Opinion
October 23, 2001.
Judgment, Supreme Court, Bronx County (John Byrne, J.), rendered May 6, 1999, convicting defendant, upon his plea of guilty, of criminal sale of a controlled substance in or near school grounds, and sentencing him, as a second felony offender, to a term of 4½ to 9 years, unanimously affirmed.
Christopher J. Blira-Koessler, for respondent.
Edlyn L. Willer, for defendant-appellant.
Before: Sullivan, P.J., Andrias, Wallach, Saxe, Marlow, JJ.

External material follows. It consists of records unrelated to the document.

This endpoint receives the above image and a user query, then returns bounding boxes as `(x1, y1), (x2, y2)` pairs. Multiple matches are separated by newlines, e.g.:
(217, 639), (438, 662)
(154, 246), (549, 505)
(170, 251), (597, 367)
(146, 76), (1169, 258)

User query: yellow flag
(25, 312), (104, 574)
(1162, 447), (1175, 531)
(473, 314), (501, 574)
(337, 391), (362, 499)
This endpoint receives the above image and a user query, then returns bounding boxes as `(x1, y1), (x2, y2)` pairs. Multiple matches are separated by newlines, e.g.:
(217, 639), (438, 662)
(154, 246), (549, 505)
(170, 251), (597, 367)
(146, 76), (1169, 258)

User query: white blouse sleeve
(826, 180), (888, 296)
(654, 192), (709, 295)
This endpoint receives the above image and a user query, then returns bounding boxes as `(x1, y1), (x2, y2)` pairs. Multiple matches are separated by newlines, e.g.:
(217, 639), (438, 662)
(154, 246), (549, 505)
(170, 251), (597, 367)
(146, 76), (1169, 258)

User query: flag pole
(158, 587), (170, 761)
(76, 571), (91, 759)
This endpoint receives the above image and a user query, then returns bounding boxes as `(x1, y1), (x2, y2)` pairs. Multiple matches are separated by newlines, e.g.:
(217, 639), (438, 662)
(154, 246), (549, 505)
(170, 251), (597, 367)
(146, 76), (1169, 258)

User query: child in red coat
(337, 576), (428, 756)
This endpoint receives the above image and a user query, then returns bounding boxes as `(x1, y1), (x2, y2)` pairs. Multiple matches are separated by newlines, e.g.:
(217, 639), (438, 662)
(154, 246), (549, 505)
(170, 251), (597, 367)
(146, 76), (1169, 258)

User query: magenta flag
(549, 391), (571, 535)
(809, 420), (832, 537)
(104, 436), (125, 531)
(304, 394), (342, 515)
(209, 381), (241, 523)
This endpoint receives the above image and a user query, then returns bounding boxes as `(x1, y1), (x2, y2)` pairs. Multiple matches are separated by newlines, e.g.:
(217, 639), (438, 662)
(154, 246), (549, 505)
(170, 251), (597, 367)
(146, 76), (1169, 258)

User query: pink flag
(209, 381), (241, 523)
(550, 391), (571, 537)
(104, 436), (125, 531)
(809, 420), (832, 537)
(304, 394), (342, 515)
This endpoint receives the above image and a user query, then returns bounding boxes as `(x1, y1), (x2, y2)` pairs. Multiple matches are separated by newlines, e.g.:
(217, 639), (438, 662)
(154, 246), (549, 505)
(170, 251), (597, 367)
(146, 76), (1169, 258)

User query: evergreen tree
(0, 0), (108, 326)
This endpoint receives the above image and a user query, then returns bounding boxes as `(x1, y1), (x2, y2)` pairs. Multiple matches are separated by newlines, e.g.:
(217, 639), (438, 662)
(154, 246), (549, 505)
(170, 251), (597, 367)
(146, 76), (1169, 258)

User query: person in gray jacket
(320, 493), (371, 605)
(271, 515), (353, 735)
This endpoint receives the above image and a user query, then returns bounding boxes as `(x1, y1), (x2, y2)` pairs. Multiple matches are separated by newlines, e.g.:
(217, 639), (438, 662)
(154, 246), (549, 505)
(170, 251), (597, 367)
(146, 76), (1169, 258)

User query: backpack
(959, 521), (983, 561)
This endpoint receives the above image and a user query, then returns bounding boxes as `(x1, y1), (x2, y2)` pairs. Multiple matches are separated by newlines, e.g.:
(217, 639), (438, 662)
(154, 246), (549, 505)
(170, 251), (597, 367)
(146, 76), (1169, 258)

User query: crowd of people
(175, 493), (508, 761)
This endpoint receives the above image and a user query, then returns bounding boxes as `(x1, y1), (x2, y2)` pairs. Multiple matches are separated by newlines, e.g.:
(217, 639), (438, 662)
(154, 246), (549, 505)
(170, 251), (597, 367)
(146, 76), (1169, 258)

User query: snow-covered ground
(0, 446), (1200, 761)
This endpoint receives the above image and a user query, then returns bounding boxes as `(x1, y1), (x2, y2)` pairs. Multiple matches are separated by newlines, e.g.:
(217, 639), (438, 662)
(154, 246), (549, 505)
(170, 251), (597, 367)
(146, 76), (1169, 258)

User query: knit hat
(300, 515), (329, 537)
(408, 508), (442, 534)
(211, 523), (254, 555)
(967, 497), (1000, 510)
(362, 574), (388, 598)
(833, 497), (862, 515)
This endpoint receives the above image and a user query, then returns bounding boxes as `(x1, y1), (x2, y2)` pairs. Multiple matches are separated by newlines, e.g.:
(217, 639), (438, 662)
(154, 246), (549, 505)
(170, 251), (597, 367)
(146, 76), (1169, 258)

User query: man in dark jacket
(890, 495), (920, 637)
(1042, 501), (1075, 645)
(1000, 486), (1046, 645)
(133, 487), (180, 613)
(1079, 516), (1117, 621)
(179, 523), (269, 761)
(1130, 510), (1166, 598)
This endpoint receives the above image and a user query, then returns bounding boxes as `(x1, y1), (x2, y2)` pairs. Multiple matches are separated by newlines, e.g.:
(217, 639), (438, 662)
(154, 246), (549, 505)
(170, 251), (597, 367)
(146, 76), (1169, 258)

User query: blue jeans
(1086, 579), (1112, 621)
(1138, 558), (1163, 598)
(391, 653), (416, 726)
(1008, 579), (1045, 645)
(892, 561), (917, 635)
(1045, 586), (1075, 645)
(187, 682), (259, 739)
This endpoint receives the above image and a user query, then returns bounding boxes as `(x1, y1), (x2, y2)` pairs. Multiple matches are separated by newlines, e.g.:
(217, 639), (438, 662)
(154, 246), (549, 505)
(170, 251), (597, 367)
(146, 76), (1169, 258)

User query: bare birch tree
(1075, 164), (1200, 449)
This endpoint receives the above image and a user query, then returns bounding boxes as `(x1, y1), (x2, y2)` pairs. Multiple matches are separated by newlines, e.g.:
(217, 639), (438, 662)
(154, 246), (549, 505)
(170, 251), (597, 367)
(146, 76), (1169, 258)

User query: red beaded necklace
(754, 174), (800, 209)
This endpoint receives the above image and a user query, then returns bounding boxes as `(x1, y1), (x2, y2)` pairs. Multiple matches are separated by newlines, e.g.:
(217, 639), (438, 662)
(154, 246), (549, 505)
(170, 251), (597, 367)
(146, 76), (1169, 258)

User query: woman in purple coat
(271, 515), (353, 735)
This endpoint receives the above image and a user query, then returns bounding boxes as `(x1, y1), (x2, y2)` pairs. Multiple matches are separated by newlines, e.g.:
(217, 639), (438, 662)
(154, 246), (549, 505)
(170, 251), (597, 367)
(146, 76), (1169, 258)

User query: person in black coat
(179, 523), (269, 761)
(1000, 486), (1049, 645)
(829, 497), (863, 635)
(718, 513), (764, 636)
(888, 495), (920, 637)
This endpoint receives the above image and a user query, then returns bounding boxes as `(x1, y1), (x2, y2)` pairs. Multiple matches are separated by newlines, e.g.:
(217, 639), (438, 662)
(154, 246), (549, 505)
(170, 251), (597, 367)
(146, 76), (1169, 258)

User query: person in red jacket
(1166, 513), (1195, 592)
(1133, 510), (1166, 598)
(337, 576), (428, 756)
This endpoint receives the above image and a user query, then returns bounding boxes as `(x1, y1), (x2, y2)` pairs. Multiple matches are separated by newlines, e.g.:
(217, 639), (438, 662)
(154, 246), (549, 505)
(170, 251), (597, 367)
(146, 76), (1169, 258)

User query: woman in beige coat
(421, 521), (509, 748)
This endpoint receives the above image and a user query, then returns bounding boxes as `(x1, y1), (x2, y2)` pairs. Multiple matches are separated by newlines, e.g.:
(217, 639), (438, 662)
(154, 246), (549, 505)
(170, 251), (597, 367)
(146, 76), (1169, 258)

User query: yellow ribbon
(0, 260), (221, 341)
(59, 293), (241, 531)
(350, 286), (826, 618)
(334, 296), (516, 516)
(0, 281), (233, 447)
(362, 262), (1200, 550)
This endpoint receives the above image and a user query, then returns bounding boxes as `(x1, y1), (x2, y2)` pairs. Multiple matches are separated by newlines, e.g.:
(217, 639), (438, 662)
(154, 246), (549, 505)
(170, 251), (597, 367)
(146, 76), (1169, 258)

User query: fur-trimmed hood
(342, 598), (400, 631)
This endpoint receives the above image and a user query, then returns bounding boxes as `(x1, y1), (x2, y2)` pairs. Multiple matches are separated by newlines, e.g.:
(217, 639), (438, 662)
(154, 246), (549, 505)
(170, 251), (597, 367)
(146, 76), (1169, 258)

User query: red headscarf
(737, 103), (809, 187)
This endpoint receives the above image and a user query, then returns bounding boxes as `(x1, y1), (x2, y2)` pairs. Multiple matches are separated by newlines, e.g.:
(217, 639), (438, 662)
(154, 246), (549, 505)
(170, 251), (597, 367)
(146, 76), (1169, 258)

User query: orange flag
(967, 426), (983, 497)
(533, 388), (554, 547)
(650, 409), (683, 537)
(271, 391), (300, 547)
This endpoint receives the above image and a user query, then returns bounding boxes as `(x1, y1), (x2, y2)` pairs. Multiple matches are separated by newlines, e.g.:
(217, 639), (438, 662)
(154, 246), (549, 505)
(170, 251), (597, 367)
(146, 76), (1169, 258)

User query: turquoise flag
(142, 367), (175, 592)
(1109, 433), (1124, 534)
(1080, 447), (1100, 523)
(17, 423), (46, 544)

Defendant's claim that he was improperly sentenced under his plea of guilty to a felony, which had been accompanied by a promise that defendant could obtain a misdemeanor disposition upon successful completion of a drug program, is unpreserved since he neither requested a hearing regarding his termination from the program, nor moved to withdraw his plea (see, People v. Bratt, 261 A.D.2d 254, lv denied 94 N.Y.2d 820;People v. McCray, 251 A.D.2d 135, lv denied 92 N.Y.2d 901), and we decline to review it in the interest of justice. Were we to review this claim, we would find that the terms of the plea agreement were clear and unambiguous and that the court properly concluded, on the basis of the highly unfavorable report from the drug program, that defendant had violated the plea condition (see, People v. Avery, 85 N.Y.2d 503, 507-508). It is clear that, as the result of his poor behavior, defendant failed to successfully complete the program.
THIS CONSTITUTES THE DECISION AND ORDER OF THE SUPREME COURT, APPELLATE DIVISION, FIRST DEPARTMENT.